Ryan checking out the one move wonder that is Will's Arete v5.  But what a move!

Randy and Leslie at the Sads.  I am so mad at myself for never having visited before.  I found the problems to be more inspiring than the Happies.  Next time, just going to the Sads.

Tighter is righter, right?

Why no Buttermilks?  Well I tried on Day 1, but almost got my 4runner stuck in 2 feet of snow about a quarter mile from the Peabodys.  

Day 1 - Happies
- Dirty Hooker v1
- Sidepull Problem v5
- Crack Problem v3
- Pinch Problem v4
- Rene v5
- Mr. Happy v5

Day 2 - Happies
- Atari v6
- The Clapper v6
- The Hulk v6
- Will's Arete v5
- Mr. Witty v6
x Every Color you Are v6

Day 3 - Sads
- Molly Dyno v?  v4?
x  Molly v5
x  Strength in Numbers v5
x  Lawnmower Man v7

x = no send

Friday, November 12, 2010

Resolution Arete. 5.11+ A1.

Day 0.  An exploratory day  to stash gear at the base of the climb.  Ben scopes out Mt. Wilson from the Oak Creek pullout.  The route we're eyeing is Resolution Arete on the left side.  It's 20 pitches long and 2,500 ft. tall.  Maybe the longest route at Red Rock.  No fixed anchors.  Sort of committing, especially if you are not familiar with descent options (like Inti Watana to the right or Sherwood Forest to the left.)  We were not familiar with either, so we were committed.  We spent Saturday scoping out the approach and stashing gear/water for Sunday.  So glad we did because there's a very long, thorny, and steep scramble to the base of the first pitch.

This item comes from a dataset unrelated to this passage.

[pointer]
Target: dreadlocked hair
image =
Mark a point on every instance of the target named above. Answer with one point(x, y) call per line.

Day 1 (first day of climbing).  Despite finding the approach trail with cairns, we still got lost the next day.  Showed up at 3am for the 2 hour uphill slog.  At sunrise we arrive at our stashed gear from the day before.

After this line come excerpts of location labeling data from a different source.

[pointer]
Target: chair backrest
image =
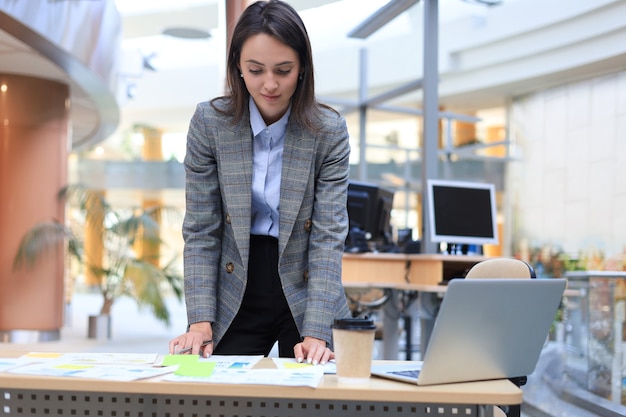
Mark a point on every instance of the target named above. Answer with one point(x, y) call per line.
point(501, 268)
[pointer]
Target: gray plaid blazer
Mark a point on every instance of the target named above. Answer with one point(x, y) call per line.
point(313, 220)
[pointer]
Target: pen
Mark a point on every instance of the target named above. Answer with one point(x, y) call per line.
point(186, 350)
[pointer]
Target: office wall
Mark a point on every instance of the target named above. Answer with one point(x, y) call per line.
point(568, 190)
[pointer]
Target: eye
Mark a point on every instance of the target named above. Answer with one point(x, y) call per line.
point(283, 71)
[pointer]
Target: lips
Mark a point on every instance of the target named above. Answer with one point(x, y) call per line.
point(271, 99)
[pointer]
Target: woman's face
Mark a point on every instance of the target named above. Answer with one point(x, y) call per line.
point(270, 71)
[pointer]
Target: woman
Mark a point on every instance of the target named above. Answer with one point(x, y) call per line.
point(266, 220)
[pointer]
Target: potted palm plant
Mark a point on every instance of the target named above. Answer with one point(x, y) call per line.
point(120, 272)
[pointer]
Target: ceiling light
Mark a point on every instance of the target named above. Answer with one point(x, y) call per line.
point(380, 18)
point(186, 33)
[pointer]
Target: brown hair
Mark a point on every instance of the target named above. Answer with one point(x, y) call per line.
point(279, 20)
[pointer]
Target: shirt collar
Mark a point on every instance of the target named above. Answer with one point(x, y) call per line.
point(257, 123)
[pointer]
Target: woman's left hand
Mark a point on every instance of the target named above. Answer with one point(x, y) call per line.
point(313, 350)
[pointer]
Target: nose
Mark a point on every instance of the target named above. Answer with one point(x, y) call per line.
point(270, 83)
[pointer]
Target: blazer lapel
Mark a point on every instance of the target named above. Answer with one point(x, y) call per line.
point(298, 160)
point(235, 148)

Above, sunrise on first pitch of Resolution.

Ben scopes out his next lead.

We are forced to bivy above Sherwood forest after 10 pitches, including the crux 5.11+ pitch.  Neither of us could free it.  Plus I got stuck trying to clean it because of rope shenanigans, wasting at least 45 minutes hanging under the roof.  

A $250 patagonia down sweater.  It helped out a bunch as wind and rain fell upon us periodically throughout the night.  The accursed scrub oak and its roots shot holes into my bivy bag so I got pretty wet.  Suffice to say, I think I slept for about 10 minutes that night.  Discovered that Ben talks in his sleep. 
Day 2. (Second day on the wall)... Sunrise from our bivy notch.  It was beautiful despite ominous clouds and moisture.  Later it would briefly snow and hail on us.  

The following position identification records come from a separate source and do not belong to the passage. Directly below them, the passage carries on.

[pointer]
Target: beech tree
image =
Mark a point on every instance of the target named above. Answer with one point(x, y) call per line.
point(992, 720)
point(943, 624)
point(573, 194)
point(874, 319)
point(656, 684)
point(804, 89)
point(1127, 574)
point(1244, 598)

8 hours later, we can de-rope for the summit scramble, described as "5.2, with some 5.8".  Hm.

Just 400 ft to the top!

2:20pm, we summit.  Ben on the tippy-top.  Highest point in Red Rock.  

The summit register is protected by rocks.

Very windy up there.  We chose the heinous 3 hour boulder-hopping descent down First Creek Canyon.

Wednesday, November 3, 2010

Saturday Night Live.

John Sherman's Stone Crusade book lists this problem in Joshua Tree National Monument (it's not just a park, but a monument!) as "the most kinesthetically pleasing route in the Monument, maybe the country." I might agree.

Ryan on the send:

RD sends SNL. from Hotel Sierra on Vimeo.

Me peeling off:

Saturday Night Live attempt. from Hotel Sierra on Vimeo.

Me sending:

Monday, November 1, 2010

Toadstool.

I tried this problem at Kraft on and off for about 3 seasons, and could never decipher the darn thing. Spent 2 seasons trying to lock off an intermediate sloper. I'll blame that harebrained beta on Shawn. When all else fails, dyno. This season, started jumping. Suddenly an easy v4 dyno materialized. Easier than Saturday Night Live at Jtree for sure. I actually hate the ubiquity of "for sure", but it seems to roll off the tongue when spraying about bouldering. Fo sho.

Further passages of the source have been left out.